A 20 cm square sample cut from the previously obtained sheet (S1) was immersed in this polyurethane resin solution and impregnated with resin. It was sandwiched between the two and hung for 3 minutes and left to stand. Subsequently, it was immersed in a coagulation solution with a DMF concentration of 30 wt %, and then immersed in water for coagulation.

The sample thus obtained was dried with hot air at 120° C. to produce a composite layer (C1) consisting of a fiber layer and a porous material-containing fiber layer.

The composite layer (C1) had an apparent density of 0.008 g/cm ³ and a thickness of 8 mm, and was bulky and lightweight. The ratio (X/Y) of the thickness X of the fibrous layer to the thickness Y of the porous body-containing fibrous layer was 0.11, and many loop-shaped exposed portions of the fibrous base material were observed on the surface layer. The average pore diameter of the porous body was 115 μm, and semi-open cells were formed.
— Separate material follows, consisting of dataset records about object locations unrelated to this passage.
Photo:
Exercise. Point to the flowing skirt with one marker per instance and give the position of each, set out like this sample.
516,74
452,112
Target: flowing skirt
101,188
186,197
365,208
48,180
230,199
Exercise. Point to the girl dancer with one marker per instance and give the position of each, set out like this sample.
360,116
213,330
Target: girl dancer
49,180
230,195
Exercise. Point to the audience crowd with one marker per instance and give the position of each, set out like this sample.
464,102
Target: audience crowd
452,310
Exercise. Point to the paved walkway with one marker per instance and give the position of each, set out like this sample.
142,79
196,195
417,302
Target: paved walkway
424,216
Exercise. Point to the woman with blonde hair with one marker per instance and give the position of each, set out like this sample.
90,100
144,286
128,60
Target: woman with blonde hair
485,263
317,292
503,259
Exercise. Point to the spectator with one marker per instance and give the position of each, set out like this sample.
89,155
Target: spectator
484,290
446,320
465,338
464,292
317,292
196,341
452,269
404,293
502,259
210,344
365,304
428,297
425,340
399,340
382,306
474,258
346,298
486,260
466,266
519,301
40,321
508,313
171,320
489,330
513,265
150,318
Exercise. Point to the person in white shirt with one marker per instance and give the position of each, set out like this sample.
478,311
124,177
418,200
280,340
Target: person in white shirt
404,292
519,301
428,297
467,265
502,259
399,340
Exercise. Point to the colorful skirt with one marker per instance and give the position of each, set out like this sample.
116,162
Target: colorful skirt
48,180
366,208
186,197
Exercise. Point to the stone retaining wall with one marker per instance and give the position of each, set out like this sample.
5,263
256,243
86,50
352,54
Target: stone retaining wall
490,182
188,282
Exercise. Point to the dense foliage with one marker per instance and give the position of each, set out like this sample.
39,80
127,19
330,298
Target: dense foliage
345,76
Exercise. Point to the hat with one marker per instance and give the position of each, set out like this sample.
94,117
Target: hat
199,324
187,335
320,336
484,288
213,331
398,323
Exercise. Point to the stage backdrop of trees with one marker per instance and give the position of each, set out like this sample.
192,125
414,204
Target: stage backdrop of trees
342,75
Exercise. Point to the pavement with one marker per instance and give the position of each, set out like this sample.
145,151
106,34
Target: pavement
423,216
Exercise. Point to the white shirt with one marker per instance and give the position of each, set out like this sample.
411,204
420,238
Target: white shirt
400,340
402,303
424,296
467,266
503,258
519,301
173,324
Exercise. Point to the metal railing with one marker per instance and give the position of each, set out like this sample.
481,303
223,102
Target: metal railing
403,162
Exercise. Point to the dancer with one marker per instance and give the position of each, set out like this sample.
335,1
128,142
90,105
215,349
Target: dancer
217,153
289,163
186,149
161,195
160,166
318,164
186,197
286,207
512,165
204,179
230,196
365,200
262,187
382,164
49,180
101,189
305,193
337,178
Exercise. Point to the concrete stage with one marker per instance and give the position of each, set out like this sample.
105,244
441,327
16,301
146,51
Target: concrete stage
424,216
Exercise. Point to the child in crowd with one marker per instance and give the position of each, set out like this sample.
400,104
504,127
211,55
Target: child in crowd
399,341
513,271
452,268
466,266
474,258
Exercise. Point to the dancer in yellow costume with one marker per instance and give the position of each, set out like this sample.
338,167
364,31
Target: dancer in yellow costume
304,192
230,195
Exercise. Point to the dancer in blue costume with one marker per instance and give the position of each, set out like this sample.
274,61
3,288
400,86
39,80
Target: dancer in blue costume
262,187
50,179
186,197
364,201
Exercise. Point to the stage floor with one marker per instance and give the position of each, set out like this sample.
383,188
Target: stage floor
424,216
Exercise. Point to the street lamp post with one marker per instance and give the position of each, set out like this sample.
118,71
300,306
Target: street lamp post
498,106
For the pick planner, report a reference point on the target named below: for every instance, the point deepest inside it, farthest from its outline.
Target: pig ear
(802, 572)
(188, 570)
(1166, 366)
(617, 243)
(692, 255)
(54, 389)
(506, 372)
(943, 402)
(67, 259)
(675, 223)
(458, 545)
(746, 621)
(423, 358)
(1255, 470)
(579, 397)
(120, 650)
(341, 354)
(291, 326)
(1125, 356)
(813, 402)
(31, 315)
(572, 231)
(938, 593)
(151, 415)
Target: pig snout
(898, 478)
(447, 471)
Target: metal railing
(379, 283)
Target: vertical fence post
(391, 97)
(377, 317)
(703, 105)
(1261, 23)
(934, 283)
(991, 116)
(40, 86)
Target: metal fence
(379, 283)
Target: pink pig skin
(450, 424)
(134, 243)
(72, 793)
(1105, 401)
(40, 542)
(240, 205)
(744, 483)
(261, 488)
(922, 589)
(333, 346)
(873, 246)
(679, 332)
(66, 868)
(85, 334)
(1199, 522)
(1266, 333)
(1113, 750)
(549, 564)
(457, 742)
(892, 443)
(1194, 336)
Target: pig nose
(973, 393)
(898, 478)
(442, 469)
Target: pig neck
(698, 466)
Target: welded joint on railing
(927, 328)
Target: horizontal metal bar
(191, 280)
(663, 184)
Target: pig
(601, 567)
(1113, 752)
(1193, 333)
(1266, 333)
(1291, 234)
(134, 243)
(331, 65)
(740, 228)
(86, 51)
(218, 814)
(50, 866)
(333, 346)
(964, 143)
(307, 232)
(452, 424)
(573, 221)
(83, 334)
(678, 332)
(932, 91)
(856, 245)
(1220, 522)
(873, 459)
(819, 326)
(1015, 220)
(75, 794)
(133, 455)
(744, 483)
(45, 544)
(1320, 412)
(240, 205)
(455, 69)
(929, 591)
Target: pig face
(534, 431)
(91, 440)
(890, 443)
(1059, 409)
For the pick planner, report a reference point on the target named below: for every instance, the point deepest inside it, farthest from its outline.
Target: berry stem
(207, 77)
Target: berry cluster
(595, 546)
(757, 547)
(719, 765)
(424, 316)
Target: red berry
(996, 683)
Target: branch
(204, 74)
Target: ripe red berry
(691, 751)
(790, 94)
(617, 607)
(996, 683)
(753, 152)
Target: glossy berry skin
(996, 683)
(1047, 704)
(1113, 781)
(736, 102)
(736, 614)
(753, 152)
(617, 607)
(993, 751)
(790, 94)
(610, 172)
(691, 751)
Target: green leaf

The sheet (S1) prepared earlier was used as a synthetic fiber layer, and this was combined with the composite layer (C1) to form a filling. The heat retention was 109%, which exceeded that of feathers.

As for the tactile sensation, the texture was supple and had good flexibility. Furthermore, regarding the handleability of the batting, there was no peeling feeling or change in appearance of the layers constituting the batting, and the integrity was maintained, so that the handleability was excellent. Table 1 shows the evaluation results.

[Example 2]
As the synthetic fiber layer, cotton (apparent density 0.006 g/cm ³ ) obtained by passing short fibers having a single filament fineness of 3 dtex and a fiber length of 32 mm through a cotton processing machine is used, and this and the composite layer obtained in Example 1 Combining (C1), a batting was produced and evaluated.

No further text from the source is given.